Abstract

INTRODUCTION: Segregating hepatic tumors from the liver in computed tomography (CT) scans is vital in hepatic surgery planning. Extracting liver tumors in CT images is complex due to the low contrast between the malignant and healthy tissues and the hazy boundaries in CT images. Moreover, manually detecting hepatic tumors from CT images is complicated, time-consuming, and needs clinical expertise.
 OBJECTIVES: An automated liver and hepatic malignancies segmentation is essential to improve surgery planning, therapy, and follow-up evaluation. Therefore, this study demonstrates the creation of an intuitive approach for segmenting tumors from the liver in CT scans.

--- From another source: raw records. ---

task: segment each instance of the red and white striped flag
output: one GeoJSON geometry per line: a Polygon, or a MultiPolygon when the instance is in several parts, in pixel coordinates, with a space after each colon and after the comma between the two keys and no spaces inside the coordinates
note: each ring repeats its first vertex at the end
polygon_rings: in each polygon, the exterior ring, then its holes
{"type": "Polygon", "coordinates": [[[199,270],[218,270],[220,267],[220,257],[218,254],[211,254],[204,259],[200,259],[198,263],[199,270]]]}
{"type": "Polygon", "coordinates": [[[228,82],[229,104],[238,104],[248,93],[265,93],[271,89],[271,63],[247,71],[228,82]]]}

 METHODS: The proposed framework uses residual UNet (ResUNet) architecture and local region-based segmentation. The algorithm begins by segmenting the liver, followed by malignancies within the liver envelope. First, ResUNet trained on labeled CT images predicts the coarse liver pixels. Further, the region-level segmentation helps determine the tumor and improves the overall segmentation map. The model is tested on a public 3D-IRCADb dataset.
 RESULTS: Two metrics, namely dice coefficient and volumetric overlap error (VOE), were used to evaluate the performance of the proposed method. ResUNet model achieved dice of 0.97 and 0.96 in segmenting liver and tumor, respectively. The value of VOE is also reduced to 1.90 and 0.615 for liver and tumor segmentation.
 CONCLUSION: The proposed ResUNet model performs better than existing methods in the literature. Since the proposed model is built using U-Net, the model ensures quality and precise dimensions of the output.